Маловеби сорвал прочь омбу, взглянув на изливающуюся Воду незащищенным взором.
— Ибо я — изгнанный сын Шайме!
Его щёки, залитые слезами, струящимися из-под серебряного забрала, блестели отсветами закручивающегося спиралью сияющего потока. Обернувшийся вокруг его шеи аспид казался петлей, на которой кишаурим был повешен на небесах. Но в действительности там его удерживала лишь собственная мощь.
— Напев, лишивший жизни мою семью, ныне стал моим именем!
И по мере того, как возрастала звучащая в его голосе исступленная ярость, всё пуще набирало силу и неистовое сверкание Воды…
— И я поклялся, что когда-нибудь я гряду на тебя! Гряду как потоп!
Блистающие Абстракции противостояли всё выше и выше вздымающимся валам, способным, казалось, перехлестнуть и затопить даже горы.
— И низвергну такую Воду…! — возопил Меппа.
Всё Сущее шипело, словно песок, сквозь который струятся приливные волны.
— …что обратит тебя в пепел!
Меппа, чье бешенство уже достигло подлинного безумия, взвыл в каком-то остервенелом умоисступлении.
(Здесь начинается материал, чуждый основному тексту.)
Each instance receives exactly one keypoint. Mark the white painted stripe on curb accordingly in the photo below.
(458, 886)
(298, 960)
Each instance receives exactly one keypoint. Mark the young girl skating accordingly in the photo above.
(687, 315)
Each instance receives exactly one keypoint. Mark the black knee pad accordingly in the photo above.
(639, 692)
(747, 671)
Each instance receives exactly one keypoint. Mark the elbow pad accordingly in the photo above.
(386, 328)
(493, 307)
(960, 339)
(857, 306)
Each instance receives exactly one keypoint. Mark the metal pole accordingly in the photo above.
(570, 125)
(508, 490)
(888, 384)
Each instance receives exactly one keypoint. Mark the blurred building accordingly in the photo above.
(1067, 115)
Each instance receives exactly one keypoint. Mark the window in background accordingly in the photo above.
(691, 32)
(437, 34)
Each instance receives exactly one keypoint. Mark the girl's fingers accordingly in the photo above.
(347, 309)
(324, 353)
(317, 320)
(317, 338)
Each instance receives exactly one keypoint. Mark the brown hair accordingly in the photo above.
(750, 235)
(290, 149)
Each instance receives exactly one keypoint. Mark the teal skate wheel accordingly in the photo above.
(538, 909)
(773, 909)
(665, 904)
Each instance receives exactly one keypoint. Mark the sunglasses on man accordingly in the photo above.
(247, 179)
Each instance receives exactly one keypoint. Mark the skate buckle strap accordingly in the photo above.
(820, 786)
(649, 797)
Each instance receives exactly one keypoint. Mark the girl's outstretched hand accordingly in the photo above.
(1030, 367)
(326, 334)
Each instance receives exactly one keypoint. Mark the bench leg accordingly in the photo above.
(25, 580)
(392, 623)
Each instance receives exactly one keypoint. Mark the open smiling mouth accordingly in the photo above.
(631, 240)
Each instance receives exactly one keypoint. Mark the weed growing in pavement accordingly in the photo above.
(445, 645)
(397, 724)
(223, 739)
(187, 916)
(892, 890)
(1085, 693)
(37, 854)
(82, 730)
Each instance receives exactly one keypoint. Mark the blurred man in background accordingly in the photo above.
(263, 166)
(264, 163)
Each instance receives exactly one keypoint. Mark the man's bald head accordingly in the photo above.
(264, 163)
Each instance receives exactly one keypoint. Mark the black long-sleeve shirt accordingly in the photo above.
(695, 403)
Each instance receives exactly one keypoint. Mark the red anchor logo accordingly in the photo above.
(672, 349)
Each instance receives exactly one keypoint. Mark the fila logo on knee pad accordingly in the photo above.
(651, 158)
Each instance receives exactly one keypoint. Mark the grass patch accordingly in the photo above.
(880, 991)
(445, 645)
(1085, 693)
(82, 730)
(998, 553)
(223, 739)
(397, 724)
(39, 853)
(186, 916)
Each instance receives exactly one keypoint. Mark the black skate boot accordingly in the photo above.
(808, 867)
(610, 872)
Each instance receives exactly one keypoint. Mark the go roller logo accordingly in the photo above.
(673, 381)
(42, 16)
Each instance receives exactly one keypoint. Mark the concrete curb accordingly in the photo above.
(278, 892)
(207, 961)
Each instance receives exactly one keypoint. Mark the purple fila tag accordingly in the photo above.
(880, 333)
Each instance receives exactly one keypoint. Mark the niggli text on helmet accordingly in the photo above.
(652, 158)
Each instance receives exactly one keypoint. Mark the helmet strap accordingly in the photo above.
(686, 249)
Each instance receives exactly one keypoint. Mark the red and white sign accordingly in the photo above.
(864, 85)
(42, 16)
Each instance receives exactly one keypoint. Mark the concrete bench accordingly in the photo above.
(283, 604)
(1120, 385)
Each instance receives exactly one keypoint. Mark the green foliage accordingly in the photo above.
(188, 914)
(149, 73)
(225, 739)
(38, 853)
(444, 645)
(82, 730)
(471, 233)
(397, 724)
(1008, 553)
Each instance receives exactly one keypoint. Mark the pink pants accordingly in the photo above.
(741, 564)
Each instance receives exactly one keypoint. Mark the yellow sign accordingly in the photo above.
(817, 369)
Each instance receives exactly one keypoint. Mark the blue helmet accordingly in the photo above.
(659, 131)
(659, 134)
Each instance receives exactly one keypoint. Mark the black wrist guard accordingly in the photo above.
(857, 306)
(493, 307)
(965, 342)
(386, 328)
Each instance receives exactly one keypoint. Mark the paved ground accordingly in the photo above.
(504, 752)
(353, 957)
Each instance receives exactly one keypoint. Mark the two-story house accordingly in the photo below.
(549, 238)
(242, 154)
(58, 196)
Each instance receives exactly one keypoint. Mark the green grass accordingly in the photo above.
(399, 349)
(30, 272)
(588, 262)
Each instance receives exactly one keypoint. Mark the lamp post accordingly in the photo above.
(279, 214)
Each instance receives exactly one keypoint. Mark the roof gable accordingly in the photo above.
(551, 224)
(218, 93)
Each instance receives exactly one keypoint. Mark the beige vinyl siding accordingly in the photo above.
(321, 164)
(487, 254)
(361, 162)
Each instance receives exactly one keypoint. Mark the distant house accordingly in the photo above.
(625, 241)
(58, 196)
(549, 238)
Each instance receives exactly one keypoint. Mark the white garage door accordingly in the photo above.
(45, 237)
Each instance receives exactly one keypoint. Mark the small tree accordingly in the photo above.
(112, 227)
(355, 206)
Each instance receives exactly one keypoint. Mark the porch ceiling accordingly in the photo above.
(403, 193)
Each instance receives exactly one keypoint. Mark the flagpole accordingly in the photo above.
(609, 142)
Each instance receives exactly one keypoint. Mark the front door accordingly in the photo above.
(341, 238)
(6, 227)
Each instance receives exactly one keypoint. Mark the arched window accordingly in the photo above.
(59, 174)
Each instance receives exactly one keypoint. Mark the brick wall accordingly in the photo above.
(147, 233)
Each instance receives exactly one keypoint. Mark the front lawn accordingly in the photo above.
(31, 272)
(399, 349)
Казалось, весь мир потемнел от ослепительного сверкания его Страсти. Бьющие потоки света превратили его силуэт в подобие солнечной короны.
Всё это время Аспект-Император, окруженный сиянием столь неистово-белым, что сам он казался лишь выполненным углем наброском, продолжал творить свой Напев. Метагностические плоскости, разворачивающиеся над его головой, выглядели давно поглощенными охватившим их блистающим потоком… но, удивительным образом, они по-прежнему отбрасывали накатывающие валы бирюзовой Воды. И в это мгновение чародей Мбимаю осознал, что сейчас он может вмешаться. Само грядущее явилось к нему сокрушительным бременем выбора. Он понял, что стал тем, кто может поколебать равновесие, крохотным зёрнышком, способным склонить чашу весов. Весов, на которые брошены империи и цивилизации. Ему нужно лишь воспеть вместе с Меппой…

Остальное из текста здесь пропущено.